Parodontite : pourquoi vos gencives peuvent révéler un risque cardiovasculaire
La santé de notre bouche cache bien souvent l'état réel de nos artères. En effet, une infection gingivale non traitée propage l'inflammation dans tout l'organisme, augmentant considérablement le risque d'accidents vasculaires. Comprendre ce mécanisme silencieux permet d'agir vite pour préserver durablement votre système cardiovasculaire.
La parodontite, une infection invisible redoutable
La parodontite agit comme une véritable affection silencieuse. Si l'on cumulait la surface infectieuse sous les gencives, on obtiendrait une plaie ouverte pouvant atteindre 200 cm², soit la paume d'une main. Aucun patient ne laisserait une telle blessure sans soin sur sa jambe.
Pourtant, dans la bouche, les bactéries pathogènes comme Porphyromonas gingivalis profitent de cette brèche pour franchir la barrière gingivale et pénétrer dans le sang. Une fois dans la circulation, ces molécules inflammatoires agressent la paroi des artères et fragilisent les plaques d'athérome, provoquant un risque majeur de rupture et d'accident vasculaire.
Repérer les 5 signaux d'alerte des gencives
Pour éviter que l'infection ne s'installe, il faut rester attentif à ces cinq symptômes évocateurs :
- Saignements réguliers : Un léger saignement au brossage n'est jamais anodin et signe une inflammation active. Attention, le tabac provoque une vasoconstriction qui masque ce saignement, retardant le diagnostic chez les fumeurs.
- Mauvaise haleine et goût métallique : Les bactéries anaérobies nichées dans les poches parodontales libèrent des composés soufrés.
- Rétraction gingivale : Les dents paraissent plus longues suite à la perte d'attache de la gencive.
- Mobilité dentaire : Des dents qui bougent ou s'écartent traduisent une destruction de l'os sous-jacent. Un simple détartrage annuel ne suffit pas à stopper ce stade de parodontite.
- Gencives rouges et gonflées : Une gencive saine doit rester rose et ferme. L'inflammation modifie cet aspect, même sans douleur ressentie.
5 gestes pour protéger ses gencives
- Se brosser les dents deux fois par jour pendant au moins deux minutes.
- Nettoyer les espaces interdentaires avec du fil dentaire ou des brossettes.
- Consulter un chirurgien-dentiste au moins une fois par an.

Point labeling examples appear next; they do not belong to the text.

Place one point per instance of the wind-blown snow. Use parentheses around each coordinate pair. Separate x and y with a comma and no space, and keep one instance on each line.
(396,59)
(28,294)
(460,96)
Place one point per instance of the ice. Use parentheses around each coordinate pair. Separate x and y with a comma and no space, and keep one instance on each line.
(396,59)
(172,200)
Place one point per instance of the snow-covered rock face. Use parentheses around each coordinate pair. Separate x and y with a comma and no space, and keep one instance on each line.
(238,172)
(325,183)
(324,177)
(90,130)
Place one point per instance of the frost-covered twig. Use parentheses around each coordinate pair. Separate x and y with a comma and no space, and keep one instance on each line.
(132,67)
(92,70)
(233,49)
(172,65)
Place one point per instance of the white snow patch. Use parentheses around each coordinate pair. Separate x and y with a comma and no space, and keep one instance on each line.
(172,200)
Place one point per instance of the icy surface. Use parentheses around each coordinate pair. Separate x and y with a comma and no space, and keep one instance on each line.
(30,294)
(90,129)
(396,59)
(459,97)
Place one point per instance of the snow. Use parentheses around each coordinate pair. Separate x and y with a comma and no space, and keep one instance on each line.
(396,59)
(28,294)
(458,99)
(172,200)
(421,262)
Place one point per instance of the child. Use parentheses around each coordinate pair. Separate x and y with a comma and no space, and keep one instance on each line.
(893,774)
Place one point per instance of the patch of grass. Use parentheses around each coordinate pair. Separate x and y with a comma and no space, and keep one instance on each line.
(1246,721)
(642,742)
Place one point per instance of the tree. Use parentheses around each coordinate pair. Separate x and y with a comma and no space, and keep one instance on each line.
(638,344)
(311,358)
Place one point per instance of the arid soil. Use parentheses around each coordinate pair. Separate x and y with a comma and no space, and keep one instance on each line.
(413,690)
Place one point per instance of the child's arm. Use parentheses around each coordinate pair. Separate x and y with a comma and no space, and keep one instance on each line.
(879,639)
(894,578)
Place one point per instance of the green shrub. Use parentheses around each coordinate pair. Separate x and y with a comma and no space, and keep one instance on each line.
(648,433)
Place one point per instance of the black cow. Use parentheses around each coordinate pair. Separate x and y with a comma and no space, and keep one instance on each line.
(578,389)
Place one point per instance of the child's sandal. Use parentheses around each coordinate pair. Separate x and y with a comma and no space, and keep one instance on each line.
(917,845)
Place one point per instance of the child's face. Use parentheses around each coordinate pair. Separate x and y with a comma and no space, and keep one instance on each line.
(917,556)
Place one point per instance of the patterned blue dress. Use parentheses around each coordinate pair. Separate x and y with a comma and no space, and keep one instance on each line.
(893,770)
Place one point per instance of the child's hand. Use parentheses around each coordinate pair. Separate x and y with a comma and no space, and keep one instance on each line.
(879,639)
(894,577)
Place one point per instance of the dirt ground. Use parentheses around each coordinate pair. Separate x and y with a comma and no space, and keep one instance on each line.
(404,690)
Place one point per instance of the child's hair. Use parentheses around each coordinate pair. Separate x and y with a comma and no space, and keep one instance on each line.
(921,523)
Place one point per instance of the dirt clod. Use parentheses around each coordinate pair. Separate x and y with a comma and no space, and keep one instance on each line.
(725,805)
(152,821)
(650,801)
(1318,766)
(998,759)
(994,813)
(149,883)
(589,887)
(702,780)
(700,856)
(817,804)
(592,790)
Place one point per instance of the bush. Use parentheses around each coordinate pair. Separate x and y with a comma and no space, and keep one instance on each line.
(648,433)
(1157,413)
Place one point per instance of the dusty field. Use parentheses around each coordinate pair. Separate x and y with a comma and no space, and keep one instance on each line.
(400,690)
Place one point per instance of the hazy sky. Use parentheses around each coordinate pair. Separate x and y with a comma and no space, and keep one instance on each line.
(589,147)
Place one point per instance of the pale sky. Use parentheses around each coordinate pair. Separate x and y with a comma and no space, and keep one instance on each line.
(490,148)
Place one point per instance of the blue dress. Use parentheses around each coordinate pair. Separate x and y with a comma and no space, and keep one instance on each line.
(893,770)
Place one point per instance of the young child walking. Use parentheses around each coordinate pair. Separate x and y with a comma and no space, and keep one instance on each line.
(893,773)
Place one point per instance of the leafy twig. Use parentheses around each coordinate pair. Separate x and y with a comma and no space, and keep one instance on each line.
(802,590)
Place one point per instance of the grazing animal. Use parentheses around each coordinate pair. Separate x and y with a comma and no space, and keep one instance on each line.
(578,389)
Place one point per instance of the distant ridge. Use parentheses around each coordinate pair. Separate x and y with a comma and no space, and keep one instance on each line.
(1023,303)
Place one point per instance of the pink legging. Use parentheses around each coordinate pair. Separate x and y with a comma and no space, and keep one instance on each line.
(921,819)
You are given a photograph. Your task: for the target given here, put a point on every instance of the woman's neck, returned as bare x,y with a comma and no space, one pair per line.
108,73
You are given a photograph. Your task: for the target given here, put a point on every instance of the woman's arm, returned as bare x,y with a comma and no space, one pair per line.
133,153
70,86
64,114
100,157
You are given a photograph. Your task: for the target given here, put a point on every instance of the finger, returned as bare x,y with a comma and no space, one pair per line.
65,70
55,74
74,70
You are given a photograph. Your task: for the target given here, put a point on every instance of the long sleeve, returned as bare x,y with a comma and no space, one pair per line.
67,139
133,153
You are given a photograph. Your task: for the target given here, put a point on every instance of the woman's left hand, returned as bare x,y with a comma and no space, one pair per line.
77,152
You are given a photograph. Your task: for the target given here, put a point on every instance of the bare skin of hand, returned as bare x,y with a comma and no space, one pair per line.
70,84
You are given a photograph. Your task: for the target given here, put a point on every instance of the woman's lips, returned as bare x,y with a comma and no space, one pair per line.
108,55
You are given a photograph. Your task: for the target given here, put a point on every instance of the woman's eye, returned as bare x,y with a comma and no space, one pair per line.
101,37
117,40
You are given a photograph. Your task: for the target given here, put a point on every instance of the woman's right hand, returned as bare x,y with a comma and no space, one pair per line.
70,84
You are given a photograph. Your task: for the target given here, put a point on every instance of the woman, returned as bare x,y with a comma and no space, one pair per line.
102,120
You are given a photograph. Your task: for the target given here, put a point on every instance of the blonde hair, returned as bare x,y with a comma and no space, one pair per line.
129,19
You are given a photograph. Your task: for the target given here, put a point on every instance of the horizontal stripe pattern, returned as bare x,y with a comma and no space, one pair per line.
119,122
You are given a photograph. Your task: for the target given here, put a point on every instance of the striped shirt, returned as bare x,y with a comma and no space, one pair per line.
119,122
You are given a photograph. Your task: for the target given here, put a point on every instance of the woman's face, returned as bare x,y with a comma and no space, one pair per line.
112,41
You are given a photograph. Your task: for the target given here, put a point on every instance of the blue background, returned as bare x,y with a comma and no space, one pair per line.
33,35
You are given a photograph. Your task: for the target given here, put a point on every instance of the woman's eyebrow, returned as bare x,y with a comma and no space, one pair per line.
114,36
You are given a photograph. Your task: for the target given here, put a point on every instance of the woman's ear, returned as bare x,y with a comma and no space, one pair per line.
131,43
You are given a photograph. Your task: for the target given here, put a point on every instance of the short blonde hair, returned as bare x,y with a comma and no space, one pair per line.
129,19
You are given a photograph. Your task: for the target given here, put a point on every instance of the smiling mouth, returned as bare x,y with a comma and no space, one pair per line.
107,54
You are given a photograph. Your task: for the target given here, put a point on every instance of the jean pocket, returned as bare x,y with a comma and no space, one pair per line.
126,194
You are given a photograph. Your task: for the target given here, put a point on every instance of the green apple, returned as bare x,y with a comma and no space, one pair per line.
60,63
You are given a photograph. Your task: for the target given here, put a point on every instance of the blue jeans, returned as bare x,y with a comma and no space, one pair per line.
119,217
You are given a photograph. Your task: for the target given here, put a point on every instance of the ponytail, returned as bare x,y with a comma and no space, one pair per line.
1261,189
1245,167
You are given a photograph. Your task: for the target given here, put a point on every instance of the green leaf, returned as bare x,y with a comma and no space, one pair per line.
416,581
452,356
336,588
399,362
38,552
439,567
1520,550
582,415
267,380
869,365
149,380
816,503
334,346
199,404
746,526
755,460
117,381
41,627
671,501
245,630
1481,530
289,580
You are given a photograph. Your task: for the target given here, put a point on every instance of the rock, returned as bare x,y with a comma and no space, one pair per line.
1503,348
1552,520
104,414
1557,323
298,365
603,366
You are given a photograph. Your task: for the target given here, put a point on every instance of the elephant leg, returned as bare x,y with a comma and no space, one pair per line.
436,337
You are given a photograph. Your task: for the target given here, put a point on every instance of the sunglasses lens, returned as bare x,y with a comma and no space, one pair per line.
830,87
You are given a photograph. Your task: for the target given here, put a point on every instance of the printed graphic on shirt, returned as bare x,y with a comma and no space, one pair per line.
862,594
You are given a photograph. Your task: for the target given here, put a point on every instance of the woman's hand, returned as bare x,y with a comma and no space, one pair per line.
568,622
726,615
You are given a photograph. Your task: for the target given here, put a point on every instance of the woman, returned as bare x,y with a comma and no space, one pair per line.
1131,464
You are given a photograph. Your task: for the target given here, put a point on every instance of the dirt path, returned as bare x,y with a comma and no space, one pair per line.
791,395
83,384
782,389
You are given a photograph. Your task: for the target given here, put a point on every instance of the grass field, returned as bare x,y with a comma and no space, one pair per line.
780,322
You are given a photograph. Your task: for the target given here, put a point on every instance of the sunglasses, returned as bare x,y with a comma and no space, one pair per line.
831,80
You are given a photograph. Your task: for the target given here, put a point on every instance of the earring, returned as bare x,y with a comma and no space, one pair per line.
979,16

- Arrêter de fumer, principal facteur de risque de parodontite.
- Contrôler un diabète lorsqu'il est présent, car il favorise les maladies des gencives.
Cœur et AVC : l'étude clinique PAROCARD
Le protocole de recherche PAROCARD met en lumière le traitement parodontal comme levier de prévention des récidives d'infarctus et d'AVC. En éliminant l'infection bucco-dentaire, on constate une baisse significative de la protéine C réactive (CRP), principal marqueur de l'inflammation. L'assainissement régule la fonction endothéliale et améliore la dilatation des vaisseaux sanguins de manière comparable à certains médicaments antihypertenseurs. Ce bilan dentaire s'inscrit désormais comme un nouveau réflexe cardiologique pour le suivi des patients à risque.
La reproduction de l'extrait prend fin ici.